The connectivity between the Hoppers is over the coax and through the duo node. That's why it has to be wired differently than other Dish receivers... the duo node facilitates two-way communication between the Hoppers & Joeys on the MoCA network.


----------



## P Smith (Jul 25, 2002)

Wire Nut said:


> .. Be sure to leave adequate space clear around the Hoppers for ventilation, they run a bit hotter than your old 922.


I found 1" space is not enough - the table's surface still heated well by the h2k


----------



## billcg (Apr 2, 2006)

The reason for side by side receivers was that the 722 was a bit noisy in the bedroom so it got moved to the family room where the 922 was.

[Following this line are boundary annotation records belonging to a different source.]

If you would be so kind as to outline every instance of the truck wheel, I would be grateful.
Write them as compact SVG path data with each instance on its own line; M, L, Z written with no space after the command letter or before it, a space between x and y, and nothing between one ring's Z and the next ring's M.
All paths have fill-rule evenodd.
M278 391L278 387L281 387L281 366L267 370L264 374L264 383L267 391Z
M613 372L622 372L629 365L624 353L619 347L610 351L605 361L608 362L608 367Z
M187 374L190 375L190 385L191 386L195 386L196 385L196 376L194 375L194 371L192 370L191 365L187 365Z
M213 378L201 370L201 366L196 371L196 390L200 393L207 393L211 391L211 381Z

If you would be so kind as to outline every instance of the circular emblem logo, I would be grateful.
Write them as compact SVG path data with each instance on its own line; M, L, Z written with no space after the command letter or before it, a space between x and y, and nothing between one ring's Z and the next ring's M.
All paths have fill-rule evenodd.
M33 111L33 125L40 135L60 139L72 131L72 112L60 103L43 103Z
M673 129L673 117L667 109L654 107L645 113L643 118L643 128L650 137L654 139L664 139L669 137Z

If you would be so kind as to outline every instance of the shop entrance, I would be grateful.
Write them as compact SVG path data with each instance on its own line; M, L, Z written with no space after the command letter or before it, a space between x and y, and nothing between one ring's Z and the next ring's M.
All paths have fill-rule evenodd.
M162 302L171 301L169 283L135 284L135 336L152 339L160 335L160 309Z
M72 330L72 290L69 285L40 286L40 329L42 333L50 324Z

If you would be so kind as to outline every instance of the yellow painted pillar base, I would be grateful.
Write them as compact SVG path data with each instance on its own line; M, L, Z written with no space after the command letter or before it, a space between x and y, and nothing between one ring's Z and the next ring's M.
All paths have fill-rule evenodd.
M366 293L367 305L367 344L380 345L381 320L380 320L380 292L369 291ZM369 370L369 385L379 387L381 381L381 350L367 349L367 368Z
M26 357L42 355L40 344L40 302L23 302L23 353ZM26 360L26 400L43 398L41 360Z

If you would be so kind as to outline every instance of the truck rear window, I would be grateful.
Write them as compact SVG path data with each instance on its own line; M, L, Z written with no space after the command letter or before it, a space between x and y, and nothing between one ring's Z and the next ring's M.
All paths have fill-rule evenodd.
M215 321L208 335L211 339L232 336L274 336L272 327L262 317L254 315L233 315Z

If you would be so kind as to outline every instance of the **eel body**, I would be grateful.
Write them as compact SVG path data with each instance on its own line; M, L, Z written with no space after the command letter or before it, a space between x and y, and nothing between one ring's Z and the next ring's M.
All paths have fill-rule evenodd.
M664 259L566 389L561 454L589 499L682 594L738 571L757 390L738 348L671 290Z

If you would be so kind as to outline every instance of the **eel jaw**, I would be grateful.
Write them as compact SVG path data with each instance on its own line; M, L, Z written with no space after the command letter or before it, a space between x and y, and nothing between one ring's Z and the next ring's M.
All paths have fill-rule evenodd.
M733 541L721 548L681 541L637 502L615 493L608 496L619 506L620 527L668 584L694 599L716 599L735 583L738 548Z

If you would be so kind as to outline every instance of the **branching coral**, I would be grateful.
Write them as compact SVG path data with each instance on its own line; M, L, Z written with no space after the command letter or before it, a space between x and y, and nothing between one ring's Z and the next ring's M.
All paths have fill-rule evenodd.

The long HDMI cable is already in place and been used for several years.

I have no particular reason for internet connectivity to both receivers except to meet the requirement that there needs to be either phone or internet connected. I'm hearing that I do not need to connect internet to both???

Yes, I have reading about the heat problem -- I will get fans as soon as the installation is complete.

I think that all my cables are RG-6 but I don't think that any of it is the special level. Should I insist that it all be replaced during instullation????


----------



## Wire Nut (Apr 6, 2012)

As long as the cables are RG-6, under 200', and free of damage, hidden splices, and tight bends you should be fine. Dish recommends cable swept to 3,000MHZ and the DPX configuration does use all frequencies in that range. It would be best to have the cable replaced if it is accessible. Having broadband connected to your receivers is not required, but is very highly recommended. Hooking one Hopper to an ethernet cable should connect the other through Moca, but I've seen some cases where this does not work correctly so I think there is a bug in the software at the moment. Your installer can put a HIC and tap in line to ensure both are connected.


----------



## billcg (Apr 2, 2006)

Post install wrapup!!!
The installer came right on time, agreed to return the joeys, replaced the LMB on the dish and the RG-6 external wiring, installed the two Hoppers and took the old receivers.
It took 2.5 hours most of which was waiting for Hopper installations.

Thank you all for your help!!!
Bill...


----------